Quantitative trait loci (QTL) often span large genomic regions that contain from dozens to hundreds of genes. Over the last decade, a large number of QTL that regulate arthritis have been identified using rodent models of inflammatory arthritis. To examine the relationship between genes in those QTL and arthritis, we conducted a literature search using the key words “arthritis” and “QTL” in PubMed for publications up to January 2007 and obtained 60 QTL identified from experimental arthritis in rats. We then ascertained the identity of genes within those QTL regions based on data from the Ensembl database. We found a potential total of 17,012 genes within 60 arthritis QTL covering 1,607,804,390 base pairs of genomic sequences. The potential of every gene to be involved in arthritis was evaluated using all available reports from Online Mendelian Inheritance in Man (OMIM) and PubMed.

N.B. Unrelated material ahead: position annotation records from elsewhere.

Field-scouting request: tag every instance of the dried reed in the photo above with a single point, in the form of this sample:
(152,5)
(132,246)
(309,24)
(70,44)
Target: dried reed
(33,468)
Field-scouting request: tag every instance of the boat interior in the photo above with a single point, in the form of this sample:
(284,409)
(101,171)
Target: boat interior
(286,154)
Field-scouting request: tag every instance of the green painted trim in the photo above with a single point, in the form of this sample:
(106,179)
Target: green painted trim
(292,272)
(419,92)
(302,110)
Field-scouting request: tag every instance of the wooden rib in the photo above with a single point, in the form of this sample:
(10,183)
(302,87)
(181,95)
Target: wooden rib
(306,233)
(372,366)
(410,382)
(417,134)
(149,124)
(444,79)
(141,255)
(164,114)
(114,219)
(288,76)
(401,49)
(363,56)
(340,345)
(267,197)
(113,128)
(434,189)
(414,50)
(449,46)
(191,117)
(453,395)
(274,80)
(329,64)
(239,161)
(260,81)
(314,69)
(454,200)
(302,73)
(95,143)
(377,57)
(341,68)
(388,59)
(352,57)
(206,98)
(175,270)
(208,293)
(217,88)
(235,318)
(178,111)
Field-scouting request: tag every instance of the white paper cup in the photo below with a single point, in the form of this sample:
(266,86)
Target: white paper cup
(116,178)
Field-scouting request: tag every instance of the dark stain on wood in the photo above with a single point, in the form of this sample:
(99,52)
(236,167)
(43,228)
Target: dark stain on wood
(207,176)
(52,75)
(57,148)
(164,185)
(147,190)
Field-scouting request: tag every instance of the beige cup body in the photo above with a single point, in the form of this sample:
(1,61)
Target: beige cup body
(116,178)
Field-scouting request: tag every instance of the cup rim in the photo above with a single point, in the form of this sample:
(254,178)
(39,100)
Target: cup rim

On the basis of this analysis, 162 genes were identified as candidate genes of arthritis QTL. Importantly, associations between polymorphisms of some of these candidate genes and human arthritis have been reported in previous studies. These data suggest that the relationship between the candidate genes that we identified and arthritis QTL should be investigated in more detail. This comprehensive search should provide assistance in the identification of causative genes underlying arthritis QTL.